I am designing a circuit that will receive a 20 MHz square wave (LVDS), convert the LVDS to single ended, and drive a 75 Ohm line. I've found some 75 Ohm drivers from TI, but the applications engineers are telling me they are not sure if they can handle those speeds at that load. I've decided to use a Darlington Array type of driver with open collector outputs based on some feedback from the applications engineers.
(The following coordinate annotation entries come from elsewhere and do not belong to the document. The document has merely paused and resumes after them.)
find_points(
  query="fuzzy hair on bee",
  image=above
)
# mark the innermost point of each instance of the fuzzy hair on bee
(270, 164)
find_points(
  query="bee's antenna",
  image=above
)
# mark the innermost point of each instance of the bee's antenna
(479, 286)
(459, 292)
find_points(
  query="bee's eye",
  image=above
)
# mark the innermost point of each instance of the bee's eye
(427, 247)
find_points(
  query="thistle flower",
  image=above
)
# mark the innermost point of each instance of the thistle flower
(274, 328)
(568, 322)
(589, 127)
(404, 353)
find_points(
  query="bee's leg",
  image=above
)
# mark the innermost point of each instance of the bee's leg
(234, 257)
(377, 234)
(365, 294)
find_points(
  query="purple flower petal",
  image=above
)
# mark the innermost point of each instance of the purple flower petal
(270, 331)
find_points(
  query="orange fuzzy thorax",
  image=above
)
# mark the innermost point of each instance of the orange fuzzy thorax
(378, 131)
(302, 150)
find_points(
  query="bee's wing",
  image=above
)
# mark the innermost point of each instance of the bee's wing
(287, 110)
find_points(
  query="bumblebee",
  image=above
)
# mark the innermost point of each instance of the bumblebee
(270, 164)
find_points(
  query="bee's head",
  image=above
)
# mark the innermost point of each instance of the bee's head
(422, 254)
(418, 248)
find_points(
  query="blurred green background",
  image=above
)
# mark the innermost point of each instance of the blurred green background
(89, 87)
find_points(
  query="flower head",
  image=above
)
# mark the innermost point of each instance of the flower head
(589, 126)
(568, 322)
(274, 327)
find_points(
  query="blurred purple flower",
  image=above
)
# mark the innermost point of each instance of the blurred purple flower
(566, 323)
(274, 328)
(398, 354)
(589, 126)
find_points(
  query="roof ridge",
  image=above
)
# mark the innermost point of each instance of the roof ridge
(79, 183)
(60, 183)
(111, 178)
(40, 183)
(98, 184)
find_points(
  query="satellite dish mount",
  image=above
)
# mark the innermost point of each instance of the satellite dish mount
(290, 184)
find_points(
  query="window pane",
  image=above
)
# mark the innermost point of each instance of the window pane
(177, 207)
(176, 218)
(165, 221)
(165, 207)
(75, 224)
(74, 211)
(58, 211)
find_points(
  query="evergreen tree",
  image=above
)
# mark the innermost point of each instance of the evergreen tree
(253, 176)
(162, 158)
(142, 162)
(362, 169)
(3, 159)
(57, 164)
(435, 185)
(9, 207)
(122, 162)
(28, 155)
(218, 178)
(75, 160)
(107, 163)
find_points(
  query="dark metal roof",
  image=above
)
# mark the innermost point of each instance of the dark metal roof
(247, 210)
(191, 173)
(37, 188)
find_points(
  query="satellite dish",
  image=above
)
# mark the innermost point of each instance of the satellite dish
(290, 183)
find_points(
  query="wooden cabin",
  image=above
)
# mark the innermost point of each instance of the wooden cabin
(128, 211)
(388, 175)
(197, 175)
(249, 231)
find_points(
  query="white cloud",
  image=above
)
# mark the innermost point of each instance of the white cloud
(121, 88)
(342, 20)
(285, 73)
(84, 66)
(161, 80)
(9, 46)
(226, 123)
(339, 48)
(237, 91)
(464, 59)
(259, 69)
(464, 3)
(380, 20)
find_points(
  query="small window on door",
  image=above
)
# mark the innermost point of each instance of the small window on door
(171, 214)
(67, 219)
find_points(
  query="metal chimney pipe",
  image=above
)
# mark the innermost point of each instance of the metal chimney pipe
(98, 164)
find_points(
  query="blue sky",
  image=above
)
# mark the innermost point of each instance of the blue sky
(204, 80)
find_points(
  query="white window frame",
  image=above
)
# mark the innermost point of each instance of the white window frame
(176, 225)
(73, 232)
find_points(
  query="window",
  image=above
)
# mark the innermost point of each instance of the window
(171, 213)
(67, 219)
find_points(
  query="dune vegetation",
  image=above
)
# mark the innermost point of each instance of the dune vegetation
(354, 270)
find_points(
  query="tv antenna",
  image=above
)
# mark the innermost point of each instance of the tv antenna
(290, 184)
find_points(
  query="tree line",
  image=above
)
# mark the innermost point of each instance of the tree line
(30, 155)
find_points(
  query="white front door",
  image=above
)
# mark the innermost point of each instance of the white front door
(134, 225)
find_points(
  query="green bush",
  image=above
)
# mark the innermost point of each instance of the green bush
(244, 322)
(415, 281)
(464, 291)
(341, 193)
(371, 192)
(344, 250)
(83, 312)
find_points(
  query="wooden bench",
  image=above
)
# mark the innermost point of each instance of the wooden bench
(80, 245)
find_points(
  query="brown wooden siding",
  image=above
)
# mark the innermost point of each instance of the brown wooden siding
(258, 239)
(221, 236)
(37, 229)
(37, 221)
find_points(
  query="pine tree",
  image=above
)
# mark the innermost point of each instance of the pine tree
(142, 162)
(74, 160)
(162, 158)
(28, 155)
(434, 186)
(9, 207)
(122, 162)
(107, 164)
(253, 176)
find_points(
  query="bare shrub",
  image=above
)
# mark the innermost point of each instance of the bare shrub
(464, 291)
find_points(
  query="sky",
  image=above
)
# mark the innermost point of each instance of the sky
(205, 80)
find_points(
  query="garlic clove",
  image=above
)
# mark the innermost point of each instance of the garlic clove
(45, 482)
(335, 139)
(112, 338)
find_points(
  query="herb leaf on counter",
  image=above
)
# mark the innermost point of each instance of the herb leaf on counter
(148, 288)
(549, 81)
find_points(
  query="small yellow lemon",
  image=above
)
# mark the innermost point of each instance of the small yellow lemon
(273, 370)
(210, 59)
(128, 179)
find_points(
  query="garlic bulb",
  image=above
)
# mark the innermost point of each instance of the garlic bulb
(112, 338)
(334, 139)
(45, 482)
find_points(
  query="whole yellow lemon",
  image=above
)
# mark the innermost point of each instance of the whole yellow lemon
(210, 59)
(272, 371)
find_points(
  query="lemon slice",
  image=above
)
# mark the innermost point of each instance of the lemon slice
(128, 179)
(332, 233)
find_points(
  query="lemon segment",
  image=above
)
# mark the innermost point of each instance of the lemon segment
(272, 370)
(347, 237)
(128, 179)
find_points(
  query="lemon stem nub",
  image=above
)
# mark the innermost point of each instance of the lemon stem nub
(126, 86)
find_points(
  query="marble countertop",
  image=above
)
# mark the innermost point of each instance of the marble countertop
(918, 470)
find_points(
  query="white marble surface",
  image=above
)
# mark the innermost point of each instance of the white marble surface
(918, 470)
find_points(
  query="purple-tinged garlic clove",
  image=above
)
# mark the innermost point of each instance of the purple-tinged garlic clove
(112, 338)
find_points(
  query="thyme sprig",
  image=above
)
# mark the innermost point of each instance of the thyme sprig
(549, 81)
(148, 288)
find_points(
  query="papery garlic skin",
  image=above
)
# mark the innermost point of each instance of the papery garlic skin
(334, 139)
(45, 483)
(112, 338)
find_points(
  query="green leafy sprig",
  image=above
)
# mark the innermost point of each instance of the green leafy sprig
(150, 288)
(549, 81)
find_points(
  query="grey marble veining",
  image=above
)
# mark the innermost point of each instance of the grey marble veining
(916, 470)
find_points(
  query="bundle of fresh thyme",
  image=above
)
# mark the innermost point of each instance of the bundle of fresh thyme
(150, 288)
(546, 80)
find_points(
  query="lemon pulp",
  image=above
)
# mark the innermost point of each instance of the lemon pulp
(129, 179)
Some transmission line calcs (not my specialty, correct if needed):
λ = 300 / fMHz = 300 / 20 = 15 meters
Transmission line if:
≥ λ / 8 = 1.875 meters ~= 6 feet
So, if I use greater than a 6' BNC cable, I need to worry about impedance matching, correct? Assuming the BNC cable is 75 Ohm, the receiver is 75 Ohms, I need to make the source (open collector output) 75 Ohms as well? I get confused about the ability to drive a 75 Ohm load (i.e. current drive capability) with the need for impedance matching. If this is the case, how do you impedance match an open collector output?
Best Answer
Yes. For really good results, you might use a \$\lambda/10\$ or \$\lambda/20\$ rule instead of \$\lambda/8\$.
Matching the source is the best way to minimize ringing.
But it's also possible to design systems that terminate only the source or only the receiver. Then you are allowing the signal to reflect once and counting on the termination at the other end to eliminate the reflection when it reaches there.
Yes, it takes a reasonably high-power driver to drive a 75 or 50 ohm line.
With open collector, you can do this with a 75-ohm pull-up. The transistor itself has fairly high output impedance. This is essentially how CML logic outputs work.
Note this means the transistor itself is driving a load equivalent to 37.5 ohms, and needs to provide current accordingly.